Visual AI predictions¶
There are various methods for making predictions from image models:
Method | Description | See... |
---|---|---|
UI predictions | Use the same dataset format as the one used to create the project (upload a ZIP archive with one or more images). | Make Predictions tab |
Model Deployment: API (real-time, small datasets) |
Use the base64 format (described below). | |
Model Deployment: Batch (large datasets) |
For the API Client and HTTP Interface options, use the same dataset format as the original dataset used to create the project (i.e., upload a ZIP archive with one or more images). For the CLI Interface option use the base64 format (described below). | Batch prediction scripts |
Portable Prediction Server | Use the base64 format (described below). | Portable Prediction Server |
Base64 encoding format¶
If your training dataset consists of a ZIP archive with one or more image files, the prediction dataset needs to be converted to a different format so that it is fully contained in a single CSV file.
Sample scripts¶
See the links below for help with visual data conversion:
- Tutorial: Getting Predictions for Visual AI Projects via API Calls
- DataRobot Python package: Preparing data for predictions using the DataRobot library
- Script: Comprehensive data prep script
Note
Log in to GitHub before accessing these GitHub resources.
The following shows sample usage:
python visualai_data_prep.py pred_dataset.zip pred_dataset.csv image
Where:
visualai_data_prep.py
is the comprehensive Data Prep script used for making conversions to base64 format.pred_dataset.zip
is the input dataset (ZIP of images).pred_dataset.csv
is the output, which can be used via prediction API.image
is an image column name.
Deep dive¶
To convert a set of image files into a single CSV file, each image must be converted to base64 text. This format allows DataRobot to embed images as a regular text column in the CSV. Encoding binary image data into base64 is a simple operation, present in all programming languages.

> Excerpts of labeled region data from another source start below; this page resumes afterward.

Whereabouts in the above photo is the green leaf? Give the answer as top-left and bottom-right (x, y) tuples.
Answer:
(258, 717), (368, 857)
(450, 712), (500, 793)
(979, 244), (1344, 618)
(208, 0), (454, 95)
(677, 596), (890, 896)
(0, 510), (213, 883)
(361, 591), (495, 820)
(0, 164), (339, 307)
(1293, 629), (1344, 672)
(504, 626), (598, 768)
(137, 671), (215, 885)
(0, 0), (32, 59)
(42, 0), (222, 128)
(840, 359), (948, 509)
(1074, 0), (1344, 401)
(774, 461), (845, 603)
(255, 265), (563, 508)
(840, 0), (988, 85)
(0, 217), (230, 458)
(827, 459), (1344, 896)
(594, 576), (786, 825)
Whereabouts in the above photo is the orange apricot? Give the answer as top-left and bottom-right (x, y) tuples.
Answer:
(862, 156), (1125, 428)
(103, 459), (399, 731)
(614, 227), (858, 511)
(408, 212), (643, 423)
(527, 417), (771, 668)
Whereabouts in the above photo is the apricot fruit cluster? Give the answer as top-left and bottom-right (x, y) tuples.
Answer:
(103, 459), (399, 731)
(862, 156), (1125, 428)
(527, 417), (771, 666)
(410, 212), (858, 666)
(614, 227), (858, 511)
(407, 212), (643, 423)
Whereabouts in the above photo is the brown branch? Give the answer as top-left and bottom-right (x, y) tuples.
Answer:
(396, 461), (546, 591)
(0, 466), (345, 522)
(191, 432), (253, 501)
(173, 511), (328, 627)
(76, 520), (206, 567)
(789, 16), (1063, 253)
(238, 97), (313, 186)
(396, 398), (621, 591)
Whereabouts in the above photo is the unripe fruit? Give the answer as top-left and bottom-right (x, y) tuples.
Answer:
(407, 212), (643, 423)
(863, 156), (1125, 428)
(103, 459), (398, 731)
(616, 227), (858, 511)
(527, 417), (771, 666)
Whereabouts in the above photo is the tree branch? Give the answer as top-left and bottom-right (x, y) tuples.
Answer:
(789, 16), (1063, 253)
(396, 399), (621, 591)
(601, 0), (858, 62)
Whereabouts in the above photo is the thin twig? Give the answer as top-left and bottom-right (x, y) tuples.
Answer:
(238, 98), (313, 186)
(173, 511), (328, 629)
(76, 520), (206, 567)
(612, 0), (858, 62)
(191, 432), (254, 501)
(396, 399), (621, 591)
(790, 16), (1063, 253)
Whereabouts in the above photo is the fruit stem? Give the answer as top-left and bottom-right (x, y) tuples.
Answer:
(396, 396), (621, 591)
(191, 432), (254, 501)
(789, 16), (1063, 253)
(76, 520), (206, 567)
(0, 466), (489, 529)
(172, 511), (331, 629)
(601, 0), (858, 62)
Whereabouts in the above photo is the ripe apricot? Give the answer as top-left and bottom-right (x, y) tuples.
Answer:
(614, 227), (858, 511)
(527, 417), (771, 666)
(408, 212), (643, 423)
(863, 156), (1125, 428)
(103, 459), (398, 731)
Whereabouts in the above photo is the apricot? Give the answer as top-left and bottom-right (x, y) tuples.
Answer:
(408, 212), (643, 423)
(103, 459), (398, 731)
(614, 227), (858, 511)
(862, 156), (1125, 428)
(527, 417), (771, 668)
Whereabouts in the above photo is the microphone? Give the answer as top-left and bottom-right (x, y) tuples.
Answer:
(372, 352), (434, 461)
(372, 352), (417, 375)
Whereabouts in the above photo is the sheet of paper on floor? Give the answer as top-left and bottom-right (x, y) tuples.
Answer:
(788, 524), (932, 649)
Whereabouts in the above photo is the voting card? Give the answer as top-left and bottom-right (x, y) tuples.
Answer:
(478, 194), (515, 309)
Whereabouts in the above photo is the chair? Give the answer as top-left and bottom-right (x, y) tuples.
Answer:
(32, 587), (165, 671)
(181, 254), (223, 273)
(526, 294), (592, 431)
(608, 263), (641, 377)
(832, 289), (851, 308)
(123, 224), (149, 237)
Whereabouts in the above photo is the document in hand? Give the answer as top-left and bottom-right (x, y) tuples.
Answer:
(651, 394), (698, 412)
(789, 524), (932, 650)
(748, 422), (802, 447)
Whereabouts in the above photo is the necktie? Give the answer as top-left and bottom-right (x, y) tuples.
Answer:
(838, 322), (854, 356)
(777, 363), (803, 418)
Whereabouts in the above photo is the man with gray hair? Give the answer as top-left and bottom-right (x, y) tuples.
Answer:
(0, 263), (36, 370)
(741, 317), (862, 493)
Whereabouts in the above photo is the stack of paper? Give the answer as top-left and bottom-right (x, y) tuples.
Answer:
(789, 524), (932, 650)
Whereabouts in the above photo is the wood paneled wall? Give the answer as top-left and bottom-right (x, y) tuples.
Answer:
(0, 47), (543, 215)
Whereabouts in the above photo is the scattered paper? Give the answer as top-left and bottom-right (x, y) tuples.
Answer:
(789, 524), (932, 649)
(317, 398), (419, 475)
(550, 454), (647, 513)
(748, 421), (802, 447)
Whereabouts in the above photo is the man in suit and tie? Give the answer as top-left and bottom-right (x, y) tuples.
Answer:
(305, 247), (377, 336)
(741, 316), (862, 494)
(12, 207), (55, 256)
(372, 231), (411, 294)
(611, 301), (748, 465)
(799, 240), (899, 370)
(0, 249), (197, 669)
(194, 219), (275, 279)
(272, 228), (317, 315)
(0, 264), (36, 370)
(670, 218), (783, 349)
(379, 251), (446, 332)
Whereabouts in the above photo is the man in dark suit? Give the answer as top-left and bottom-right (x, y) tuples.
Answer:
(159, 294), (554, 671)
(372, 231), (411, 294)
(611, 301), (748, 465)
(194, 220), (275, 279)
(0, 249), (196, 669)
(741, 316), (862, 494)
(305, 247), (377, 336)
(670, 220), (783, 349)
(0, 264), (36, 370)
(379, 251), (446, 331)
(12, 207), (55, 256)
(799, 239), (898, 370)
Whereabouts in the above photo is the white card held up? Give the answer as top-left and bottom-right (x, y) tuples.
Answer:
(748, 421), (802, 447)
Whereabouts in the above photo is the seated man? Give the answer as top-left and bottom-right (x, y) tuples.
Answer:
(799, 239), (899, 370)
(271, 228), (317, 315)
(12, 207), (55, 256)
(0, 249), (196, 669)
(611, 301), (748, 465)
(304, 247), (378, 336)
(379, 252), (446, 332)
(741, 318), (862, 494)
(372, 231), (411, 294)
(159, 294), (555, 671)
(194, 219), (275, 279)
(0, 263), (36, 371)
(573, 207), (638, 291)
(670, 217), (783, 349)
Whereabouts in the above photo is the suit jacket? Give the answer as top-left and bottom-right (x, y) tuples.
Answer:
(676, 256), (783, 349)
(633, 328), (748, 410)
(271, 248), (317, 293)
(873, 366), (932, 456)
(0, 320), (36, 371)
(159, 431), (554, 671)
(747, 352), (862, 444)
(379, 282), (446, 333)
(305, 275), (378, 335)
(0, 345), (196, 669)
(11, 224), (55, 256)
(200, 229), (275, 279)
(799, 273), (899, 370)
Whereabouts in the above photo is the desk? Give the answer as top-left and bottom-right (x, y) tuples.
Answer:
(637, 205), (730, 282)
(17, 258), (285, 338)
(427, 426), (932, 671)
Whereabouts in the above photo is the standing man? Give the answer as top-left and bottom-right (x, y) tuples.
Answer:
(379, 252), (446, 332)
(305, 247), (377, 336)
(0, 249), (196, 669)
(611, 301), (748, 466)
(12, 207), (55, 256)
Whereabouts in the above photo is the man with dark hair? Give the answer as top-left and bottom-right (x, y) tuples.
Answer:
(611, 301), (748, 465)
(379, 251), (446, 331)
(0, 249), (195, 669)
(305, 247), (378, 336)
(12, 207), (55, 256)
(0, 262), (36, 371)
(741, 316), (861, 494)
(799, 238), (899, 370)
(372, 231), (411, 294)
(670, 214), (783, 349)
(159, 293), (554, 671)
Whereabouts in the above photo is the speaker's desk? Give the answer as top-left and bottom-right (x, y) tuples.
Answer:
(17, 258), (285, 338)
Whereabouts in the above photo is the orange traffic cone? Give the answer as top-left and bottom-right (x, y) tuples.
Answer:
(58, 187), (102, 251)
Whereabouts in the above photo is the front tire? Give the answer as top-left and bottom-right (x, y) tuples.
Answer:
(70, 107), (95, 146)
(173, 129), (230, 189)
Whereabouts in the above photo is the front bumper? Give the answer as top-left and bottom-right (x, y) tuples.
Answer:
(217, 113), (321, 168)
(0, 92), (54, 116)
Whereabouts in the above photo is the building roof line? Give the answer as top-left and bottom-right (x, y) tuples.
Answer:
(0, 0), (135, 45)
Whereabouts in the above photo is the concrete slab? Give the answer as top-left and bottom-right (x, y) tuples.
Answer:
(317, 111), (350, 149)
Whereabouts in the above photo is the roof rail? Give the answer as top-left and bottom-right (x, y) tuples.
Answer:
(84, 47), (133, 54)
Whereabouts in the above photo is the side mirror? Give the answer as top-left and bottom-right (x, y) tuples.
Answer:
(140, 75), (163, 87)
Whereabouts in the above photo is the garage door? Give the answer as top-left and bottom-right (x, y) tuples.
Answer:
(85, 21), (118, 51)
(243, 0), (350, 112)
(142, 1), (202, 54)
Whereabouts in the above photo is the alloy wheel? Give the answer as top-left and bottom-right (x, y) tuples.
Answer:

Here is an example in Python:
import base64
import pandas as pd
from io import BytesIO
from PIL import Image
def image_to_base64(image: Image) -> str:
img_bytes = BytesIO()
image.save(img_bytes, 'jpeg', quality=90)
image_base64 = base64.b64encode(img_bytes.getvalue()).decode('utf-8')
return image_base64
# let's build a CSV with a single row that contains an image
# the same general approach works if you have multiple image rows or columns
image = Image.open('cat.jpg')
image_base64 = image_to_base64(image)
df = pd.DataFrame({'animal_image': [image_base64]})
df.to_csv('prediction_dataset.csv' index=False)
print(df)
Note
Encode a binary image file (not decoded pixel contents) to base64. This example uses PIL.Image
to open the file, but you can base64-encode an image file directly.